5.1 Re-regenerate restored endpoints

This will regenerate BPF for all restored endpoints.

See Cilium Code Walk Through: Agent Restore Endpoints And Identities.

5.2 Init ClusterMesh if enabled

See Cilium Code Walk Through: ClusterMesh.

6 Init health checks, metrics, Cilium API server

6.1 Init health checks

See Cilium Code Walk Through: Cilium Health.

6.2 Init status collector

//daemon/cmd/status.go

func (d *Daemon) startStatusCollector() {
    probes := []status.Probe{
        {
            Name: "check-locks",
            Probe: func() (interface{}, error) { ...  },
        }, {
            Name: "kvstore",
            Probe: func() { return kvstore.Client().Status() },
        }, {
            Name: "kubernetes",
            Probe: func() () { return d.getK8sStatus() 
        }, {
            Name: "ipam", ...
        }, {
            Name: "node-monitor",
            Probe: func() () { return d.monitorAgent.State() },
        }, {
            Name: "cluster",
            Probe: func() {return &models.ClusterStatus{d.nodeDiscovery.LocalNode.Fullname() }
        }, {
            Name: "cilium-health", ...
        }, {
            Name: "l7-proxy",
            Probe: func() () { return d.l7Proxy.GetStatusModel() },
        }, {
            Name: "controllers",
            Probe: func() () { return controller.GetGlobalStatus(), nil },
        }, {
            Name: "clustermesh",
            Probe: func() () { return d.clustermesh.Status(), nil },
        },
    }

    d.statusCollector = status.NewCollector(probes, status.Config{})
}

7 Send notification to monitor

Sends a "Cilium agent started" (monitorAPI.AgentNotifyStart) message to the monitor.

// daemon/cmd/daemon.go

// sends an agent notification to the monitor
func (d *Daemon) SendNotification(typ, text string) {
    event := monitorAPI.AgentNotify{Type: typ, Text: text}
    return d.monitorAgent.SendEvent(MessageTypeAgent, event)
}

8 Serve Cilium HTTP API

At this point, cilium commands can be correctly get handled, e.g. cilium status --brief.

9 Mark node ready

10 Launch hubble if configured

Misc

IPAM States Restoration

IPAM manages IP address allocation, it tracks two states:

{
    "allocated_ips": [], // IPs have been allocated out
    "available_ips": [], // IPs avaiable for allocation
}

IPAM stores its states in memory. How could this survive agent restart or host reboot?

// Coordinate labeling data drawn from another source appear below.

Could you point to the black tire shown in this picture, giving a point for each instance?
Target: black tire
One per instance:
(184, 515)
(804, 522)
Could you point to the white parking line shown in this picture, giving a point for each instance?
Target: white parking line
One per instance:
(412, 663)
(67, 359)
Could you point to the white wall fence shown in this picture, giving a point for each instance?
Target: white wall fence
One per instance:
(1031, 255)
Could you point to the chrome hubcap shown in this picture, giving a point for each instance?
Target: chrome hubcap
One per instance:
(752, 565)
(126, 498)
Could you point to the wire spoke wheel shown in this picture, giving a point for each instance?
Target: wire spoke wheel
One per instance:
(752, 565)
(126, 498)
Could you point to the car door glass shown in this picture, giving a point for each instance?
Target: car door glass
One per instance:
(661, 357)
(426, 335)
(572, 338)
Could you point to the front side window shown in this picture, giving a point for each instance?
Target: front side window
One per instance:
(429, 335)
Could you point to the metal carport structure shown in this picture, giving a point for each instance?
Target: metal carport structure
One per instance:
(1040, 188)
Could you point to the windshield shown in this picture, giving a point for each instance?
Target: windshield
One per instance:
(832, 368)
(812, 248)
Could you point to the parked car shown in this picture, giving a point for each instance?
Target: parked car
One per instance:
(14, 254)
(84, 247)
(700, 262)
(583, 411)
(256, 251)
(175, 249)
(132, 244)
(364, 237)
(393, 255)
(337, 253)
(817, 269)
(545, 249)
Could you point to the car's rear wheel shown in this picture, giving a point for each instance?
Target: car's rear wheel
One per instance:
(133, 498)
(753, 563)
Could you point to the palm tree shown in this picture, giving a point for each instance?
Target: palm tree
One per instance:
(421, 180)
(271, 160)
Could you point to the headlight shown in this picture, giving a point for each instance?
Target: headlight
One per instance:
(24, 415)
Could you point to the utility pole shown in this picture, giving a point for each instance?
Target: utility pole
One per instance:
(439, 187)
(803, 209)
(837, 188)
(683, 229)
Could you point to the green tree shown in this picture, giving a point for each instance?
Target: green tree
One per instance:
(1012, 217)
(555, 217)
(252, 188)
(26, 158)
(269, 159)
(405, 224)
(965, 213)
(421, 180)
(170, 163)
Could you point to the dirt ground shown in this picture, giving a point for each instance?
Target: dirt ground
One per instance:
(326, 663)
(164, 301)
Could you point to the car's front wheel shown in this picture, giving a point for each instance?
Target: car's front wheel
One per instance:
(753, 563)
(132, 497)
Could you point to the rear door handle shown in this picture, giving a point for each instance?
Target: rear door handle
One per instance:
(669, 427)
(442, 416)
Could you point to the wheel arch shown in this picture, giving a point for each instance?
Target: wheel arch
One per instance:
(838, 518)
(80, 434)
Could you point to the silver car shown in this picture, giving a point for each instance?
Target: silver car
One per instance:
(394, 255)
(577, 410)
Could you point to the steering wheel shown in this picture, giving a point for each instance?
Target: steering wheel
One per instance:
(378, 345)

The secret lies in the files on local node:

  1. For each allocated IP, Cilium creates an endpoint for it, and write the endpoint info into a local file (C header file).
  2. When agent restarts or host reboots, IPAM states in memory will be reset. The agent will loop over all endpoint files, parsing the IP inside it, and reserve them in IPAM.

In this way, IPAM restores its states.